Churchill Downs Acquires Control of Arlington Track
Churchill Downs Inc., working creatively to keep up with the deep-pocketed Frank Stronach, completed a $72-million stock deal Friday, giving the Kentucky Derby track control of Arlington International Race Course in suburban Chicago and making Dick Duchossois, the owner of Arlington, the largest shareholder in the Churchill company.
Having bought Hollywood Park and Calder Race Course near Miami last year, at a total cost of $226 million, Churchill Downs had all but used up its credit line. So it effected a merger, throwing more than three million shares of stock at Duchossois, the hard-nosed, 78-year-old executive who saw Arlington through a devastating fire in 1985 and more recently battled Illinois politicians over their approach to competitive riverboat casinos.
For his track--325 acres of lucrative property not far from O’Hare International Airport--and five off-track betting properties, Duchossois received more than 30% of the stock in the Churchill Downs company, which besides Hollywood Park and Calder includes three other tracks, off-track betting facilities and a horse-training and boarding facility.

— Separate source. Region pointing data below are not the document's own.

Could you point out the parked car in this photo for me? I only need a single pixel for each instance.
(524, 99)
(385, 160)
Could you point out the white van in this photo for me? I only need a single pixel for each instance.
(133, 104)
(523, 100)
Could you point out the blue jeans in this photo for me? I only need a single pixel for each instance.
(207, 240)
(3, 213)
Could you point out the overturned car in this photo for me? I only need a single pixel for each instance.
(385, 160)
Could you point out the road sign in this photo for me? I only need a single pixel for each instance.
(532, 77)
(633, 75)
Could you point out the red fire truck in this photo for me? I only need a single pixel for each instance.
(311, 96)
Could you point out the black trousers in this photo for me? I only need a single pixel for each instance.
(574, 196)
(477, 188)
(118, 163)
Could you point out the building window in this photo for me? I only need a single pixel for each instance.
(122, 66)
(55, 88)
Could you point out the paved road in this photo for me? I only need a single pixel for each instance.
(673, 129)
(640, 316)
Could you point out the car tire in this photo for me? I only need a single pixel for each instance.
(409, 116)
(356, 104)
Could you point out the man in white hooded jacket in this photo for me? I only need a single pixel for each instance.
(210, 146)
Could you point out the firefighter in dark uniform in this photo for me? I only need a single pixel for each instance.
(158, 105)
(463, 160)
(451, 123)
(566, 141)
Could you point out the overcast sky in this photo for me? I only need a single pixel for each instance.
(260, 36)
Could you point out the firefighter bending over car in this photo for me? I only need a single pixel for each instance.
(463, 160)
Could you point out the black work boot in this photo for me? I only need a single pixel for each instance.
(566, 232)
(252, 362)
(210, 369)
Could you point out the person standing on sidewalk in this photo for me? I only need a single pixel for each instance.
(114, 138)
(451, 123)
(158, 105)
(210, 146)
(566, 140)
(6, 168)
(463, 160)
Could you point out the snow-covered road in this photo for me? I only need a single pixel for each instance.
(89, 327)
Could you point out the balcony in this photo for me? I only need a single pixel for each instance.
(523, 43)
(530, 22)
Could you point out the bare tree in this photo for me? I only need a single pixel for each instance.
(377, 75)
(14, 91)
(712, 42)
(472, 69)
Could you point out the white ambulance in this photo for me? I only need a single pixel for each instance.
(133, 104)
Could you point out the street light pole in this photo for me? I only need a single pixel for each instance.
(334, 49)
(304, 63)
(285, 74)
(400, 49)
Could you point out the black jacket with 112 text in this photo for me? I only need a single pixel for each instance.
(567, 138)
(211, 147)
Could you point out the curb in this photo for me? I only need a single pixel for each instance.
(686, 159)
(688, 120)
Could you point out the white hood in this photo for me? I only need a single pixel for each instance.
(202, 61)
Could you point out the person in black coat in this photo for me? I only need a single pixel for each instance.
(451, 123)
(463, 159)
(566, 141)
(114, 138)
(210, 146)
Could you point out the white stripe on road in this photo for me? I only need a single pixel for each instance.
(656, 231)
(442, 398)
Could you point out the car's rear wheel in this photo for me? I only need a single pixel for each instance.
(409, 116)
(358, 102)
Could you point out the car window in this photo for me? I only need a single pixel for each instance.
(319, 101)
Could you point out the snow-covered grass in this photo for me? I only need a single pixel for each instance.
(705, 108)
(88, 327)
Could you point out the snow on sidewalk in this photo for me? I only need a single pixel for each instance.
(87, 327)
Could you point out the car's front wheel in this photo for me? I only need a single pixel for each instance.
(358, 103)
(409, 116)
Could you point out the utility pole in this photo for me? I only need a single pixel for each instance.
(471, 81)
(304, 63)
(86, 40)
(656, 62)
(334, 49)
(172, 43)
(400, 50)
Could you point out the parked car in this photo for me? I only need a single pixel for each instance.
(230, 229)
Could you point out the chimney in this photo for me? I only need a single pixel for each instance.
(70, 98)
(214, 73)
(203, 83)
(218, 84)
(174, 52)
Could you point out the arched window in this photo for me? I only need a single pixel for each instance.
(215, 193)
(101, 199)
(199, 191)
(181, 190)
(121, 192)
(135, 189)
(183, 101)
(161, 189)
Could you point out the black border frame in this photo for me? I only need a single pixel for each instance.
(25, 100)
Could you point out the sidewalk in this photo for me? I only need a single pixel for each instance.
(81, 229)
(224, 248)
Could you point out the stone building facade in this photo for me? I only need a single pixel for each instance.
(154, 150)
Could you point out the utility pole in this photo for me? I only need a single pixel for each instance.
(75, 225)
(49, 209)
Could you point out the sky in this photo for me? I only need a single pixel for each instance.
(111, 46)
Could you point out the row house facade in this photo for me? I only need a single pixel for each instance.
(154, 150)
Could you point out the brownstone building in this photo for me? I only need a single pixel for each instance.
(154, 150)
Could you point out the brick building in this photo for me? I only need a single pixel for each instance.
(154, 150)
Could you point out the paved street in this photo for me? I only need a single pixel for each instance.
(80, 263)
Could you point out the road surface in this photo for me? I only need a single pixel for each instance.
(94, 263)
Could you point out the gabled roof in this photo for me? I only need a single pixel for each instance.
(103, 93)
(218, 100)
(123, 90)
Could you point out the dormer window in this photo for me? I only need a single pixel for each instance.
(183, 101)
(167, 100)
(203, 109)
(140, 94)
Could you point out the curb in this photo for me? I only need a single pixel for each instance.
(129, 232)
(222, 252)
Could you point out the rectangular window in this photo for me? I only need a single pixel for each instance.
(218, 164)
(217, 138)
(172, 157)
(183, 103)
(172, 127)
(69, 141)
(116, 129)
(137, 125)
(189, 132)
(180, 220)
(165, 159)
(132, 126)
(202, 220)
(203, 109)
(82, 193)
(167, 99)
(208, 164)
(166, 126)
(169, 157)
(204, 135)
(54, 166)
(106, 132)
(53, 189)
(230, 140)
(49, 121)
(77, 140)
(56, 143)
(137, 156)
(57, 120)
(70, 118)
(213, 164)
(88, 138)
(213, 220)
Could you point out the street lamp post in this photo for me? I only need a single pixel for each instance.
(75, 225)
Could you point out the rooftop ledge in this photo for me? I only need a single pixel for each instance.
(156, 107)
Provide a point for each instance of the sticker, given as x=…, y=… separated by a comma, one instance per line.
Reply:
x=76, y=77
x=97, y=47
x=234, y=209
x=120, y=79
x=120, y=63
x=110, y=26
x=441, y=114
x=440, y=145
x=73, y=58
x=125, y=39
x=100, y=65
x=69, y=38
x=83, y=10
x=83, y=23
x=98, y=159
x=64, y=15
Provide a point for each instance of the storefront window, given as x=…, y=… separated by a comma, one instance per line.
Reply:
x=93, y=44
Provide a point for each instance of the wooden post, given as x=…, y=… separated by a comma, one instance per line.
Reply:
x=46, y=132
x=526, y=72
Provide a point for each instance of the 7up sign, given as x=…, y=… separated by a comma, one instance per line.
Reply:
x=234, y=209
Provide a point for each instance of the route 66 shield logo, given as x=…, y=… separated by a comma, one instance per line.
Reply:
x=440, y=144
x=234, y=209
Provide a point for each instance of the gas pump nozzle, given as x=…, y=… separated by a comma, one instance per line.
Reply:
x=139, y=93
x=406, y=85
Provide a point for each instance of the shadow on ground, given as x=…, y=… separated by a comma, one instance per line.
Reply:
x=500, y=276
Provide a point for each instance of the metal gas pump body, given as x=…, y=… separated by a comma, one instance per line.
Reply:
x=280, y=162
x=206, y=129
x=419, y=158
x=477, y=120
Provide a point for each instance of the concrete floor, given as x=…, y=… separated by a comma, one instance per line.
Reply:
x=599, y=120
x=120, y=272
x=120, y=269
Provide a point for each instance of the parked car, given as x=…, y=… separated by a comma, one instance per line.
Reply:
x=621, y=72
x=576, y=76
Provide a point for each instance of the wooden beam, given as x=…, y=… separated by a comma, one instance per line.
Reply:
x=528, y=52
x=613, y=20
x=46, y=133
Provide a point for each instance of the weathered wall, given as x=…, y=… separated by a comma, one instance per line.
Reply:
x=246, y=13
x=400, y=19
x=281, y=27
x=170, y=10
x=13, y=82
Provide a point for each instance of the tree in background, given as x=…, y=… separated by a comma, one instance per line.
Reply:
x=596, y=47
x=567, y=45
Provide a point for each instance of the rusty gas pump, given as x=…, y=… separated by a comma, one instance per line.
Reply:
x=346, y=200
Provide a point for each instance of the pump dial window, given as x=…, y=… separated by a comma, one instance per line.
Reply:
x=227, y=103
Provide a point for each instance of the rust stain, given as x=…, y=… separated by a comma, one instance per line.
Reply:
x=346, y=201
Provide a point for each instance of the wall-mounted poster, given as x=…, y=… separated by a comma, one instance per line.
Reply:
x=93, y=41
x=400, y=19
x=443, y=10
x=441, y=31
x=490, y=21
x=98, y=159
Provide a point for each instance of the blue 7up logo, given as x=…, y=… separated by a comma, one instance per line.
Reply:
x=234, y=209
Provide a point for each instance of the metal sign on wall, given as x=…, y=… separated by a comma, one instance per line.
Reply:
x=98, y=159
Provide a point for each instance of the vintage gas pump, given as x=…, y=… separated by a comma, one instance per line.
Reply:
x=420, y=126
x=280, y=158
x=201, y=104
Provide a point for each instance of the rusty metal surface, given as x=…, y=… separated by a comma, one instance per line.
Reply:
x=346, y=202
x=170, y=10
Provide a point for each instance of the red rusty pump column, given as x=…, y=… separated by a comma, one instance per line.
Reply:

Before Duchossois, the biggest Churchill shareholder had been Brad Kelley, the chief executive of Kentucky-based Commonwealth Brands, who owns about a million shares. Duchossois’ involvement in a riverboat casino in Rosemont, Ill., could sweeten his Churchill Downs stake. Depending on the immediate success of the casino, he is eligible to be issued 1.25 million additional shares in Churchill, which was worth more than $28 million, based on Thursday’s closing stock price.
Besides the stock, Duchossois and two of his appointees--one of them his son Craig--will be added to the Churchill Downs board. Duchossois becomes a member of the Churchill executive committee and will remain chairman at Arlington International, where Scott Mordell continues as president and chief executive.
Tom Meeker, chief executive of Churchill Downs Inc., and Stronach, whose track-buying spree started with the purchase of Santa Anita for $126 million in December of 1998, soft-pedal their rivalry, but with the future of racing firmly tied to the simulcasting of races to other tracks, the competition has been relentless.
Last month, Stronach announced that he is buying Bay Meadows Race Course in San Mateo, which will give his Magna Entertainment company ownership of three of the five major thoroughbred tracks in California. Besides Santa Anita, Stronach’s other jewel is Gulfstream Park, a neighbor of Calder’s in Florida. With Santa Anita and Gulfstream, Stronach has a stranglehold on the choice winter racing dates at both ends of the U.S.
Stronach, whose empire also includes tracks in Ohio, Oklahoma and Michigan, was traveling in Europe on Friday and couldn’t be reached for comment. Magna Entertainment, a spinoff of Magna International, a world-wide auto-parts company that employs more than 54,000, enjoyed a good week, moving up another 50 cents Friday to close at $7.37. Churchill Downs Inc. was up 37 1/2 cents, to $23.06, at Friday’s close.
In the late 1980s, after a fire destroyed the clubhouse and grandstand, Duchossois rebuilt Arlington, downsizing the plant to make it more intimate and comfortable, and attracting an audience younger than most tracks have been able to draw. He seemed to have found the formula for racing as a family entertainment.
But in 1997, Duchossois closed down the family-held track, frustrated with state politicos and saying that he couldn’t coexist with the advantages that were doled out for other forms of gambling.
After two years of racing at the Chicago area’s other tracks, Hawthorne and Sportsman’s Park, Duchossois received enough political concessions to reopen in mid-May, when a crowd of more than 35,000 welcomed back Arlington. The current meet runs through Sept. 30, with the track’s signature grass race, the Arlington Million, getting a purse boost to $2 million Aug. 19. Other than Breeders’ Cup races, the Million has become the richest race on the North American schedule.
“We believe that Churchill Downs’ business strategy and its commitment to excellence are aligned with our own operating philosophy,” said Duchossois, who, like Stronach, also breeds and races horses. “We have the shared vision of dedication to customer service and a commitment to the live racing experience and the growth of simulcast sales.”
In Arlington, Churchill Downs is acquiring a track that is worth an estimated $200 million. Duchossois, personally supervising a $10-million improvement program before this year’s reopening, has incurred no debt along the way.
“Dick Duchossois has shown a true passion for our industry,” Meeker said. “He’s shown effective leadership while showcasing racing at Arlington.”